Azure Role-Based Access Control (RBAC): who can do what, where
Slide deck explaining Azure Role-Based Access Control (RBAC): how role assignments grant permissions to Azure resources, scope hierarchy, built-in roles, and how RBAC differs from Conditional Access, Azure Policy, and resource locks.

Azure Role-Based Access Control (RBAC): who can do what, where
Introduction to Azure Role-Based Access Control (RBAC): managing permissions to Azure resources through role assignments.

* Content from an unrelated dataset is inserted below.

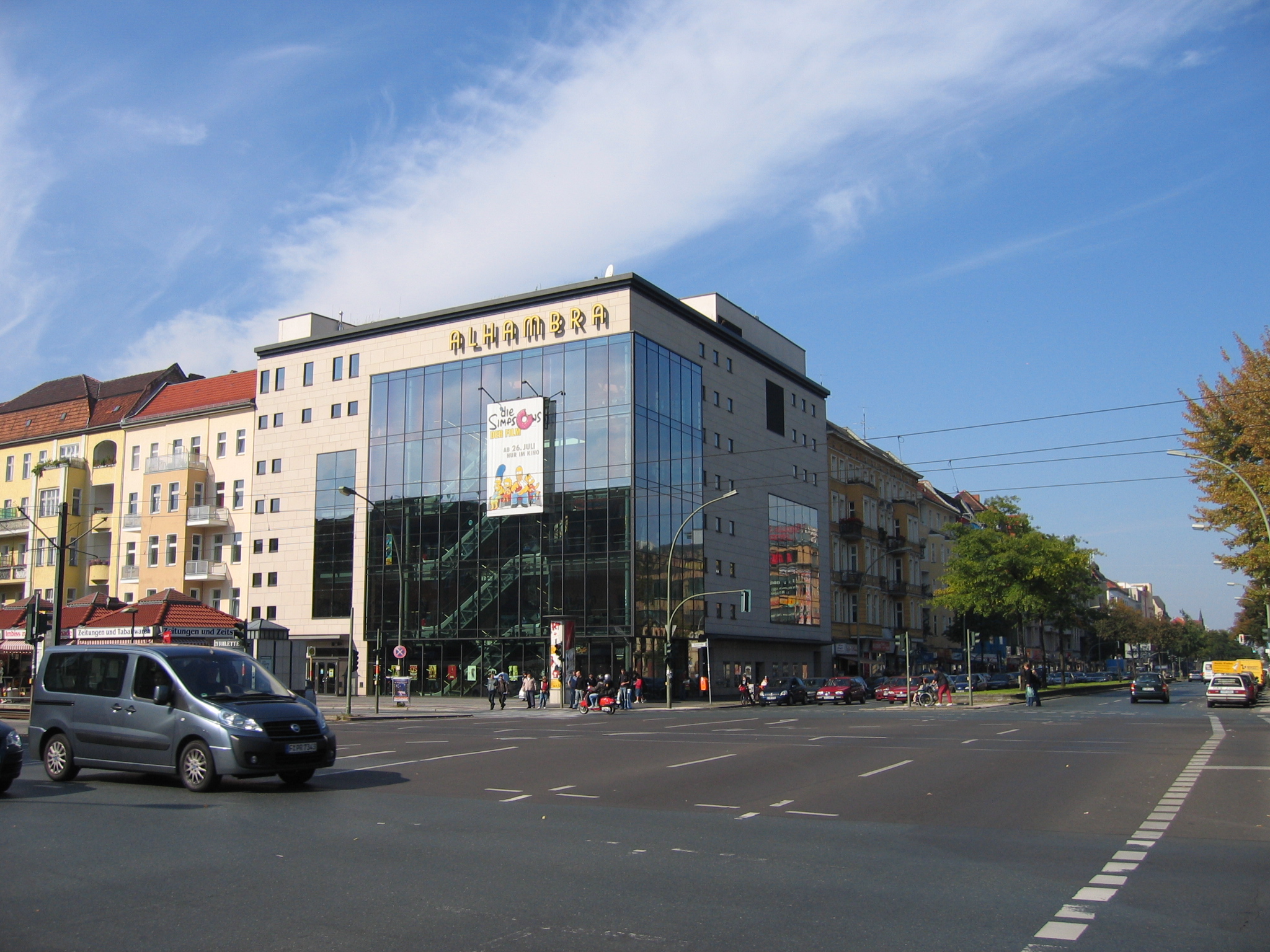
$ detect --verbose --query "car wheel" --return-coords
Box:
[178,740,221,793]
[45,734,79,783]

Azure Role-Based Access Control (RBAC): who can do what, where
Introduction to Azure Role-Based Access Control (RBAC): managing permissions to Azure resources through role assignments.
What Azure RBAC is for
Azure Role-Based Access Control (RBAC) manages permissions to Azure resources. Authorization (permissions), not sign-in. Controls actions on Azure resources. Built around 'least privilege'. Uses role assignments to grant access.
AuthN vs AuthZ
Authentication (AuthN) proves identity; authorization (AuthZ) grants permissions. Authentication (AuthN): 'Who are you?'. Authorization (AuthZ): 'What can you do?'. Microsoft Entra ID: where identities live. Azure RBAC: permissions to Azure resources.
Role assignment = who + what + where
Access is granted by combining an identity, a role, and a scope. Who: security principal (user/group/service principal/managed identity). What: role definition (permissions). Where: scope (boundary for permissions). Rule: 'who can do what at which scope'.
Scope hierarchy and inheritance
A role at a higher scope applies to everything below it. Management group → Subscription → Resource group → Resource. Higher scope equals broader impact. Inheritance flows downward. Use the smallest scope that works.
Common built-in roles
Roles define what actions you're allowed to perform. Reader: view only. Contributor: manage resources (not access). Owner: full access plus can assign roles. User Access Administrator: can manage access (role assignments).
Least privilege: role + scope
Pick the smallest scope and the most specific role that still works. Start: Reader → then Contributor. Use Owner/User Access Administrator only for access management. Scope matters as much as role. Two levers: role specificity plus scope size.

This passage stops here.